The 109th annual Christmas Carol Service raised more than $13,000 for Y2Y Harvard Square, a youth homeless shelter founded and run by Harvard students.
The annual carol service in the sanctuary of the Memorial Church is the oldest carol service in the nation. Each year, donations are taken at the end of each of two services in benefit of a local non-profit. Collections following the services Dec. 9 and 11 totaled $13,295, a record according to church officials.
“The first night of carols was absolutely packed, the church was probably fuller than I’ve ever seen. The sanctuary was almost as full the second night, and we raised the same amount as the first night,” said Edward Elwyn Jones, the Gund University Organist and Choirmaster in the Memorial Church. “I think people know that Y2Y is a really worthwhile organization, but it was amazing what was raised, and I feel the choir was really behind it.”
Y2Y Harvard Square is a homeless shelter catering to the unique problems of homeless young people, ages 18-24. The shelter, located on Church Street across the street from Harvard’s Johnston Gate, offers clients possible pathways out of homelessness through local service providers. The program is staffed by student volunteers.
Sam Greenberg, co-founder of Y2Y, said the money will be used to help keep the shelter and services in full operation during the challenging winter months.
“During the winter, we need to be ready to provide critical resources to our guests, who are facing dangerous conditions on top of the many other challenges faced when experiencing homelessness,” he said. “With the generous support of Memorial Church, we are able to continue serving 27 young people per night, providing meals and basic services while supporting young people in building a pathway out of homelessness and developing skills for leadership.”
Another annual holiday tradition at the Memorial Church is the toy drive. Each year children attending Sunday morning church school collect toys for the Phillips Brooks House Association’s holiday gift drive. With the help of the Harvard men’s basketball team and the Black Men’s Forum, more than 400 toys were collected in donation bins or purchased with money (more than $700) from a special holiday offering.
The Rev. Westley Conn, Ministry Fellow and church school coordinator for the Memorial Church, said the toy drive provides a valuable lesson for his students about the plight of local children in families struggling to make ends meet, not only during the holiday but also the entire year.

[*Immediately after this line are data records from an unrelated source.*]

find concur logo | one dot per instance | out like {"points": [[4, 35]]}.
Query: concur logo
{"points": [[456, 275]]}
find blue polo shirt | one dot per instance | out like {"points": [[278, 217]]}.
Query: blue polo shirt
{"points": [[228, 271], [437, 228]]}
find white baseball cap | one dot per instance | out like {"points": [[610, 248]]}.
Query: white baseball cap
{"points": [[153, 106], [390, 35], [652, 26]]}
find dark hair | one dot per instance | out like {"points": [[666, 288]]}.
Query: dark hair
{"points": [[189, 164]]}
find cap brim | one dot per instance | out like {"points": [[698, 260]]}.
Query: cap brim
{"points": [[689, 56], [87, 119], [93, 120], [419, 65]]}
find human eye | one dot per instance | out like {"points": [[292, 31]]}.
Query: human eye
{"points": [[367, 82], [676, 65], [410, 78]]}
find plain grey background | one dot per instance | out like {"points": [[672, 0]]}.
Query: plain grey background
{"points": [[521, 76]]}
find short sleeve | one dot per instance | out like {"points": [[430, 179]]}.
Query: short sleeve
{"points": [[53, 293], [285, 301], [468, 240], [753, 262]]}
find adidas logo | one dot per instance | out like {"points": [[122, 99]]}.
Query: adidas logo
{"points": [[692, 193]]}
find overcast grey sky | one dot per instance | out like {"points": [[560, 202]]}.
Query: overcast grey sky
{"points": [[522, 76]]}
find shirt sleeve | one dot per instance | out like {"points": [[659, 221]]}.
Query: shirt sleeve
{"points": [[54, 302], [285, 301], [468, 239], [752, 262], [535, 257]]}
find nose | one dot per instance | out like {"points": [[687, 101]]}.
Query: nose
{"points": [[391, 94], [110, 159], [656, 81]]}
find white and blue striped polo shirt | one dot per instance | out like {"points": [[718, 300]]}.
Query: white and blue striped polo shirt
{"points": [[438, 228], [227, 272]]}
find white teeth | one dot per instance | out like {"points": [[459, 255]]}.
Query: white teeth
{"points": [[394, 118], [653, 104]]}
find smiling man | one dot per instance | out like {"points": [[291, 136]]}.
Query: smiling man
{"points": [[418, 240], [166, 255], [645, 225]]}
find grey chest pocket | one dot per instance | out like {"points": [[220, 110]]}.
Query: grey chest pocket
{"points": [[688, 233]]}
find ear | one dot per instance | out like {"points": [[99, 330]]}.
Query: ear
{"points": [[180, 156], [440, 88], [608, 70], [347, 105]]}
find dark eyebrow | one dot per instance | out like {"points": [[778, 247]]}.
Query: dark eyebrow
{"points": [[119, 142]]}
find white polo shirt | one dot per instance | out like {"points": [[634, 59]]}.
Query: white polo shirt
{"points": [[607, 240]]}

“During the toy drive, young people learned that some in our community can’t easily get ready for the celebration of Christmas or even give gifts to those they love,” he said. “The young people, however, know that God calls us to love and care for one another; and one of the students in the pre-K and kindergarten class, upon learning about the needs of our neighbors, contributed the money he earned through a recycling program to the toy drive.”